As someone who has never taken a single puff even once in his life, I feel for the people who are smokers in the state of New Jersey. I feel for the business owners who run businesses of a type that tend to attract smokers to their establishments. To me, it’s not a matter of health but a matter of civil rights.
New Jersey is one of 11 states to have bans on most public indoor smoking. Restaurants, businesses, clubs, and on cannot permit smokers to light up inside their walls. For businesses, this even extends to not being permitted to set up a closed off, private smoking lounge indoors for their smoking employees.
What this writer really finds ridiculous about this curbing of individual rights is the fact that the state hypocritically pretends that it is concerned about the health of its citizenry while it places a tax of 100% or more on every pack of cigarettes sold in New Jersey. This tax, as you might imagine, does not deter very many people from smoking; but at the same time, it does put lots of money into the state’s coffers.
The public outcry over second-hand smoke is nothing but a thin sham for wanting to impose one’s will on others. Public establishments’ and business’ owners have always been allowed to enforce their rights to not allow smoking within their walls or limit it to certain sections. But a year and a day ago, Big Brother stepped in to squelch yet more individual rights and take away the rights of smokers in almost all public places in New Jersey.
Two exceptions were cigar bars (where obviously no non-smoker belongs, period) and the Atlantic City Casinos, due to the fact that both businesses have a smoker clientele of at least 35%. But a new ruling passed by the Atlantic City council in February of 2007 put the strictures even on the casinos now. As of yesterday, April 15th 2007, only 25% of a casino’s floor space can be permitted to allow smoking. This is merely a forerunner to forcing the casinos to have enclosed, private smoking areas by the middle of September.
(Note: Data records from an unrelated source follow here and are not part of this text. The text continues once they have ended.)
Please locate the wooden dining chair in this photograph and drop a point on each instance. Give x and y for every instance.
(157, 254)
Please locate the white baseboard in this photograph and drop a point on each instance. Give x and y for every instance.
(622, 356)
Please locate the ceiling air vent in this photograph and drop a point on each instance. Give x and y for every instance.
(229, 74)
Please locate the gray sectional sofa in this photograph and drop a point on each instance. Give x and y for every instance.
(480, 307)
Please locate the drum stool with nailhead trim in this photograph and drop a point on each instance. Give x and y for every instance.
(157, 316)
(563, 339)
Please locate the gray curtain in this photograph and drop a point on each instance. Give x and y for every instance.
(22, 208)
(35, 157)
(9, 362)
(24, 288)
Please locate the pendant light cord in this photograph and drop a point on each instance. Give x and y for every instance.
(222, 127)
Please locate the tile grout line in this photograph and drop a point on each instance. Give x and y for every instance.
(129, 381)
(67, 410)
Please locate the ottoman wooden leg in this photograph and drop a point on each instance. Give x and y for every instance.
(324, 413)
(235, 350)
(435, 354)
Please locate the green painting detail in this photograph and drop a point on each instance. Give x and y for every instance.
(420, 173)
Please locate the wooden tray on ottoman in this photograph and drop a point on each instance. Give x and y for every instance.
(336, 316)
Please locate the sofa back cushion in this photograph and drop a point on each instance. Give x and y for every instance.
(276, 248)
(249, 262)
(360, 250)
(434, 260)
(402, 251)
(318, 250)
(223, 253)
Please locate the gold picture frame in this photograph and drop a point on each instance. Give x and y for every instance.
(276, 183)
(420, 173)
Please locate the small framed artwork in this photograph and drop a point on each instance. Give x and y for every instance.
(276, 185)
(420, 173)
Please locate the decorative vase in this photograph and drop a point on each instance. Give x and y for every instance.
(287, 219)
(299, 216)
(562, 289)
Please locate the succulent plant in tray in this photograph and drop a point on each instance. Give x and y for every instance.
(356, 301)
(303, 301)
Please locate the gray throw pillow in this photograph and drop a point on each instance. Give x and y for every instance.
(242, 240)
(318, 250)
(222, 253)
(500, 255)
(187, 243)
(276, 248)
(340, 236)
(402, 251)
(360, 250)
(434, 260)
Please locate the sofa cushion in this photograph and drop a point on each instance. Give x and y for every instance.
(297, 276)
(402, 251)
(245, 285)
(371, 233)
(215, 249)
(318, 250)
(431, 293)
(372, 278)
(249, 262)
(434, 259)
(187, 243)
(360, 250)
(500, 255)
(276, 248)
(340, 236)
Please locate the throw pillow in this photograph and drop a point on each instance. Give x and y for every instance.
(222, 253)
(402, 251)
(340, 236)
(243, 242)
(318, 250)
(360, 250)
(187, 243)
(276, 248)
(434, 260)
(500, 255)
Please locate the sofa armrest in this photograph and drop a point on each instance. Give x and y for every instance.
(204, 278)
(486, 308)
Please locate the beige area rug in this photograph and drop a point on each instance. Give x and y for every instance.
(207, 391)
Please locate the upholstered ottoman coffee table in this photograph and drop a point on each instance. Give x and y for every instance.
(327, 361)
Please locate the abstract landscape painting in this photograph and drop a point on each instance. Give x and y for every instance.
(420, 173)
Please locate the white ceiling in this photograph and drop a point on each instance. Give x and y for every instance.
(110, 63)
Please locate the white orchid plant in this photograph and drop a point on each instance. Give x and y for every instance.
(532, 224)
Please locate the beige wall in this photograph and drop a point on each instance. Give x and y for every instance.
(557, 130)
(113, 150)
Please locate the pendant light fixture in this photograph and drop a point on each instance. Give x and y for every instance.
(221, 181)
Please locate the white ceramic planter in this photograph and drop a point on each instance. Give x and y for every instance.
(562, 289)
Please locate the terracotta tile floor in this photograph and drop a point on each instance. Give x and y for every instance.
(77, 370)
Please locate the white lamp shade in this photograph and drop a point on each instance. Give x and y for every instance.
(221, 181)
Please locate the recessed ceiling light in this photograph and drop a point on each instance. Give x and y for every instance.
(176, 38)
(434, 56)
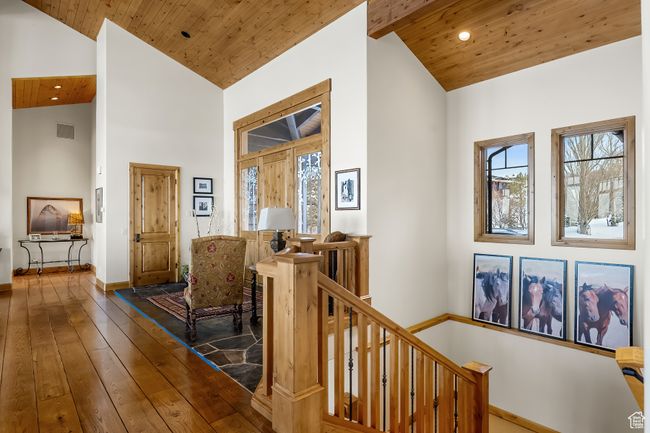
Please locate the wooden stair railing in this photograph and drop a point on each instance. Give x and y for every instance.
(400, 383)
(630, 360)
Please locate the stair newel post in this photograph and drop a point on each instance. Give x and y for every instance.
(481, 405)
(362, 265)
(297, 394)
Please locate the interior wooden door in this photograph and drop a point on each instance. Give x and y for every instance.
(277, 188)
(154, 224)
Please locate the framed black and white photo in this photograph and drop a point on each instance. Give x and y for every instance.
(203, 205)
(348, 189)
(492, 289)
(202, 185)
(542, 297)
(603, 305)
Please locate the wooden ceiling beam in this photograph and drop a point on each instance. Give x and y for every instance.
(385, 16)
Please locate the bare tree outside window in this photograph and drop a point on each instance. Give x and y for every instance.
(593, 186)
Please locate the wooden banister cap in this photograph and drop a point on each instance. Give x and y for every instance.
(297, 258)
(477, 367)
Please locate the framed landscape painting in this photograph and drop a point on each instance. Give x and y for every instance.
(49, 215)
(604, 305)
(542, 296)
(492, 289)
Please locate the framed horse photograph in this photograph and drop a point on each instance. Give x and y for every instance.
(603, 305)
(492, 289)
(542, 296)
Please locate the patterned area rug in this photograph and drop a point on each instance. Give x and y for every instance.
(174, 304)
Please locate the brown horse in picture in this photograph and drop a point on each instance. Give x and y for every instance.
(532, 296)
(608, 300)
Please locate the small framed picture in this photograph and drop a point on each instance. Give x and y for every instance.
(202, 185)
(348, 190)
(203, 205)
(542, 297)
(492, 289)
(604, 305)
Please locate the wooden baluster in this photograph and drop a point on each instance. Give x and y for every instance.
(420, 397)
(404, 388)
(323, 330)
(340, 267)
(362, 371)
(446, 401)
(267, 332)
(339, 354)
(393, 416)
(481, 392)
(375, 374)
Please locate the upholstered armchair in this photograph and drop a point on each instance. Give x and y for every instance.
(216, 277)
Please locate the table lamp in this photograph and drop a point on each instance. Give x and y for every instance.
(75, 220)
(277, 219)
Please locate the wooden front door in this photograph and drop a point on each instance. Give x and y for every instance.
(154, 224)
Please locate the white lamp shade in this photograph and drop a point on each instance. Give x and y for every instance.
(276, 218)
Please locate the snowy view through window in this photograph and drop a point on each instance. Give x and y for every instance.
(594, 185)
(506, 173)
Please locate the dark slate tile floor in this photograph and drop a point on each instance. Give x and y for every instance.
(236, 353)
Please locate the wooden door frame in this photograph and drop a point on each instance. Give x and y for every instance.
(319, 93)
(177, 170)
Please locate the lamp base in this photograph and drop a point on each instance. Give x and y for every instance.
(278, 243)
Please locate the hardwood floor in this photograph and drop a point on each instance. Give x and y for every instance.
(73, 359)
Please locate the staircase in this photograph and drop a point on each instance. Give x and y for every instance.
(333, 363)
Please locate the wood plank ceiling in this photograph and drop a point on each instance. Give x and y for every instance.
(506, 35)
(40, 91)
(229, 39)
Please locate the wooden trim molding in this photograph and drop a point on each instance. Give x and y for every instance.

The smokers who visit the casinos generally say that they feel ostracized and are treated like “second class citizens”. There are some employees who say they are happy for the smoking bans as they feel healthier now, but others remark that the smoking never bothered them as long as smoke was not blown right in their faces.
While this is a bad news for all the smokers in the vicinity, it certainly is a welcome change that can become an inspiration for other casinos that can take a leaf out of their book and ban smoking in their clubs as well. Honestly, you cannot hope to search for a judi online terpercaya with that cigarette in your mouth and spoil the environment and health of not only yourself but also other people close to you, some of whom may follow in your footsteps and adapt this bad habit.
As one New Jersey resident puts it, “If smoking is so bad for you then why not just ban it outright?” She is a smoker.
Well, the state would lose a lot of revenue that way-that’s why.